Whereupon a large stone rolled away.
BOOK IV, CANTO III
Entrance, unblocked, beyond which we saw light
And a tall man, silhouetted through it.
“Come hither, Dante,” he instructed me.
“And bring the babe, for I have wondrous news!”
“Who are you?” I asked him, the babe’s jaw slack.
His eyes squinted, unaccostomed to light.
“Joseph Aloisius Ratzinger,
“The sixteenth Benedict in succession.
"And I come to you on my own accord."
The light brightened, and other souls followed.
For beyond the open threshold was one word:
Help. The one word. An idea, a promise.
And Benedict walked us all through that gate.

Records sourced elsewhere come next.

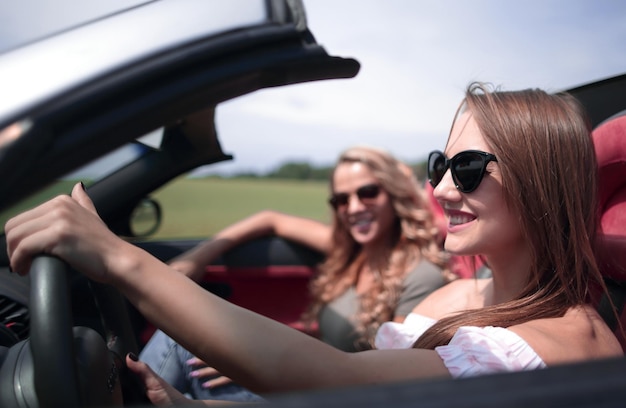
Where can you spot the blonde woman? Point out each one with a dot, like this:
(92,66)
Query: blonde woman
(383,256)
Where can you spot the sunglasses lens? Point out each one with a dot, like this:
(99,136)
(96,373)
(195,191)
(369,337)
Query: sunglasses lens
(368,192)
(338,200)
(468,169)
(436,167)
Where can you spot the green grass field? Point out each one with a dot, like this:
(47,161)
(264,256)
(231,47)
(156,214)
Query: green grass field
(201,207)
(198,208)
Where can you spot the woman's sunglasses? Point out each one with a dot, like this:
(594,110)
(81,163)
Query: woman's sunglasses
(366,194)
(467,168)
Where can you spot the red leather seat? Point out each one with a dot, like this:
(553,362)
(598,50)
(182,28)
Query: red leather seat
(610,144)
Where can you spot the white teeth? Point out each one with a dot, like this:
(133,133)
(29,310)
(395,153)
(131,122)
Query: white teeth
(460,219)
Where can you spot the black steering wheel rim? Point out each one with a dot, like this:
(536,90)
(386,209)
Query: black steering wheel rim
(58,380)
(51,339)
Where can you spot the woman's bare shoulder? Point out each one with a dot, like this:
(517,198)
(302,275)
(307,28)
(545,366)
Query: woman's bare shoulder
(579,335)
(456,296)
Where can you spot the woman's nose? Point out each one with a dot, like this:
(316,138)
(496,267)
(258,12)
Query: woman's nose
(446,189)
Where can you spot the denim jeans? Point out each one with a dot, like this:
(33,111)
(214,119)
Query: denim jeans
(168,359)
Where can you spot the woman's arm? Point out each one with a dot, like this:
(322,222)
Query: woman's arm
(308,232)
(257,352)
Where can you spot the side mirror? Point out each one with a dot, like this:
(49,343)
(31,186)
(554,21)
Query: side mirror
(145,218)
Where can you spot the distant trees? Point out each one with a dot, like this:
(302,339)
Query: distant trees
(306,171)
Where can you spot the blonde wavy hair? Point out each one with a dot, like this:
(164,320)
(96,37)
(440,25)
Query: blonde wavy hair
(416,237)
(549,177)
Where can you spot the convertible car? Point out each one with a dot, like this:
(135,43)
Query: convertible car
(141,109)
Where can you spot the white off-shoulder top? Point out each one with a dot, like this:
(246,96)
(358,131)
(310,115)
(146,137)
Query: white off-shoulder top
(472,350)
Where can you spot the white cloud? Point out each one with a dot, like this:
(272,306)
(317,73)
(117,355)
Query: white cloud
(417,57)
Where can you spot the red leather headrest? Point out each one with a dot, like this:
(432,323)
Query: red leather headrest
(610,144)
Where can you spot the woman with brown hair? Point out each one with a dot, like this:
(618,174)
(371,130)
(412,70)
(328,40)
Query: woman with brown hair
(517,181)
(383,256)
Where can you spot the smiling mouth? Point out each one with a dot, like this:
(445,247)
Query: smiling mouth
(458,219)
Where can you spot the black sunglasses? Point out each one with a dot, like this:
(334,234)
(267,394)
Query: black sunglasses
(467,168)
(366,194)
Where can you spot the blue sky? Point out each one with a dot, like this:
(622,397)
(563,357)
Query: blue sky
(416,59)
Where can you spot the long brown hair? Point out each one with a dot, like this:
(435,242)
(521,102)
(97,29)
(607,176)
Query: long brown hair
(549,177)
(416,237)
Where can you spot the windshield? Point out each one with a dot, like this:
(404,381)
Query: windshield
(30,20)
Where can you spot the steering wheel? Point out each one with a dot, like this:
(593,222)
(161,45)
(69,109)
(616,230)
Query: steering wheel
(61,365)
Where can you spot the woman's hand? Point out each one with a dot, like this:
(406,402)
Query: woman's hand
(67,227)
(203,371)
(158,391)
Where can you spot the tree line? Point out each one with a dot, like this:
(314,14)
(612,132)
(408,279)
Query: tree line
(306,171)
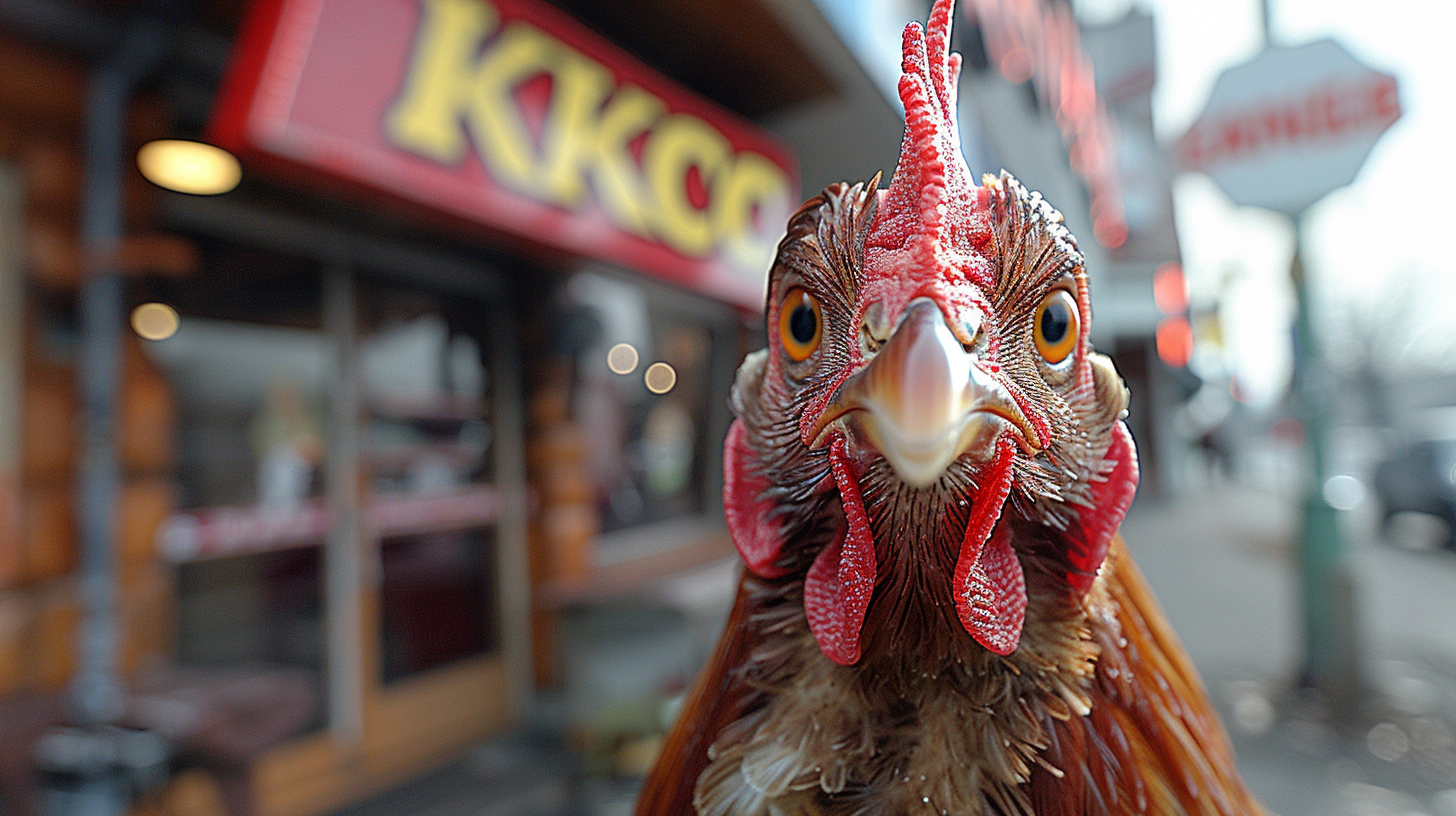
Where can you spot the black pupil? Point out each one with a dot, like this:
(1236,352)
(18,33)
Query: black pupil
(802,324)
(1054,321)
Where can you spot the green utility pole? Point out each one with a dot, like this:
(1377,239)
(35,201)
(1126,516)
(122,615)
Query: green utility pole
(1327,590)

Beyond lay the Empyrean, t’was true.
Blinding in its honesty and joy.
And my tears fell as newborn cries for us
And for all those finally collected.
To fill the holes in the Empyrean —
Righting the wrongs of condemning those souls
The misconceptions and the ill-conceived
Redeemed from the wrath of superstition.
I addressed the late Pope as I passed through
"What have you wrought? What Testament is this?"
"A Newer One without magic or tricks,
"Where the fallible can no longer cite
"Fallibility — for the miracles,
"And the magic, and fearful coercion."
"High praise to you, sir," I said as I passed.
"A crown of achievement, encyclical."
"Thus far, one of thorns. There's much more to do."